A New Mexico judge is drawing attention after threatening a burglar during his sentencing with repeated rape in prison.
On Tuesday, Judge Christina Argyres told a young, first-time offender named Isaiah Gay in Bernalillo County District Court that he would be a "bitch" in prison and "probably be raped every day" before sentencing him to probation, KOB 4 reports.
According to transcripts obtained by the news station, Gay told Argyres he had committed burglary because he was "impulsive" and "young and dumb."
Argyres responded by telling Gay, "Do you know what would happen...to a young, a dumb person in prison? Do you have any idea what would happen to you? You would probably be raped every day, for one. And I hate to sound like that, you know – rude, but that's exactly what would happen to you."
"Again, he's going to be somebody's – I hate to use the word 'bitch,' but that's exactly what he's going to be," Argyres added. "So I am willing to put him on probation."
The judge sentenced Gay to five years of probation, though he faces 15 years in prison for any violations of that probation.
As Gawker notes, the judge also told the court "the issue with residential burglary, again, it's almost like a rape, because it is such an invasion and such an intrusion of somebody's life and their property."
Rape in U.S. prisons is not some theoretical punishment, though, but an unfortunate reality of daily life.

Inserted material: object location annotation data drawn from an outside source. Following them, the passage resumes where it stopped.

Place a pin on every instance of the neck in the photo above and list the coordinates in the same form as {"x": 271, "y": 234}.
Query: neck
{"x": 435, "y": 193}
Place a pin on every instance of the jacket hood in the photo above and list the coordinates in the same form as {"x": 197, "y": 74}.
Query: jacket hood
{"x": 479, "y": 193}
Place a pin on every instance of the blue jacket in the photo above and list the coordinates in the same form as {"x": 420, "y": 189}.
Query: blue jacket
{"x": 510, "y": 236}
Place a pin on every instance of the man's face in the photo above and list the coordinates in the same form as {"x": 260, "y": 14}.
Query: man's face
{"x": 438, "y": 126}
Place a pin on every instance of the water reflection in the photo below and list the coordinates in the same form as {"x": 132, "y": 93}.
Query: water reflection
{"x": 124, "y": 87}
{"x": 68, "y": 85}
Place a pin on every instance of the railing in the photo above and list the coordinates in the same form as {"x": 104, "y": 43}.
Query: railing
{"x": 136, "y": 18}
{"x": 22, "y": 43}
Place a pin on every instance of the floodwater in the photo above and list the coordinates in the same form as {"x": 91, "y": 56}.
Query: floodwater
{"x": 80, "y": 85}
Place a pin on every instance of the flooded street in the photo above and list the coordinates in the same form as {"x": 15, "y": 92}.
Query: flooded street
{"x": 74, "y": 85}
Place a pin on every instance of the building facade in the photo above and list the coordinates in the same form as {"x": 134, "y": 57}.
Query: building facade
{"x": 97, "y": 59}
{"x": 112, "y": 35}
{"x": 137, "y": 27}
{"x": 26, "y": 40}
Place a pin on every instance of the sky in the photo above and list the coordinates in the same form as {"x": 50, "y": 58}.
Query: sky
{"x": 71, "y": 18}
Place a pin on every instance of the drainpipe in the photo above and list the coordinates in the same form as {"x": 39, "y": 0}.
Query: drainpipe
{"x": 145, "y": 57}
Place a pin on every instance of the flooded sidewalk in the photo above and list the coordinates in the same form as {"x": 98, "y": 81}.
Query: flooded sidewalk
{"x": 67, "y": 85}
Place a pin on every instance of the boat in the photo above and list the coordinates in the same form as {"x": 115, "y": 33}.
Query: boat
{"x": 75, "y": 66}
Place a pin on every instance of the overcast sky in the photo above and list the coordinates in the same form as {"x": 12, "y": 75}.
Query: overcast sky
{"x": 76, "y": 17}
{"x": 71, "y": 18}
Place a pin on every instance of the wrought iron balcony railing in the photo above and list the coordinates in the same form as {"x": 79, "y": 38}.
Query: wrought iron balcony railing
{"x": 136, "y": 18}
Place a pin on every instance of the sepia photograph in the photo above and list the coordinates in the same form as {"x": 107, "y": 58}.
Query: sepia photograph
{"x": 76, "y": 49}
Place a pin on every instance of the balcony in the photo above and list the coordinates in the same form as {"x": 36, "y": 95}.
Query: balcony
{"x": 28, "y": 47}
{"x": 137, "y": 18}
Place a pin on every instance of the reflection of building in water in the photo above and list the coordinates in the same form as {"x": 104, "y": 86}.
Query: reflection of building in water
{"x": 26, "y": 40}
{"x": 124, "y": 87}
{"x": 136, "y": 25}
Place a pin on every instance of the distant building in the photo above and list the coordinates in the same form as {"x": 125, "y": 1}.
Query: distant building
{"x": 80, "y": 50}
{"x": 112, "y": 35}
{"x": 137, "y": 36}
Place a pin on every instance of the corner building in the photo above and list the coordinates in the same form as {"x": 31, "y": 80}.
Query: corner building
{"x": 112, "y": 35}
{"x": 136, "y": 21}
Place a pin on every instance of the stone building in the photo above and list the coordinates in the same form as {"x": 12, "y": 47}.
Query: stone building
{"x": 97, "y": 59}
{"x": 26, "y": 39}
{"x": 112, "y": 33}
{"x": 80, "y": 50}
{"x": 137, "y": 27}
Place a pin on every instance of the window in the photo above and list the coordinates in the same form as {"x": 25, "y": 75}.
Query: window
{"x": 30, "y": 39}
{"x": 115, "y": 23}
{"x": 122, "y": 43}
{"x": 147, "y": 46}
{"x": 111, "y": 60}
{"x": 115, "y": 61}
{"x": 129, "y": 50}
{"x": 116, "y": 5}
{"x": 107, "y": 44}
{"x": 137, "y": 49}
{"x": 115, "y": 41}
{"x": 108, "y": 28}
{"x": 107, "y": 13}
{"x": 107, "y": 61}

In 2011, the Department of Justice estimated that 216,600 people were sexually abused in U.S. prisons in 2008, including over 17,000 juveniles. The figure included 69,800 people who were raped by force or threat of force, and 36,100 inmates otherwise coerced into nonconsensual sexual acts by means such as blackmail.
"People raped behind bars cannot escape their attackers, though," David Kaiser and Lovisa Stannow wrote in the New York Review of Books. "They must live in constant fear, their trauma renewed every time they see their assailants. Between half and two thirds of those who claim sexual abuse in adult facilities say it happened more than once; previous [Bureau of Justice Statistics] studies suggest that victims endure an average of three to five attacks each per year."
The judge's comments also come as New Mexico Republicans are promoting tough-on-crime legislation. Earlier this year, the state house of representatives pushed for an expansion of the state's "three strikes" law, which mandates offenders found guilty of three violent crimes be sentenced to life in prison. According to the Albuquerque Journal, GOP representatives were considering adding crimes such as aggravated burglary or conspiracy to commit murder to the list of qualifying offenses.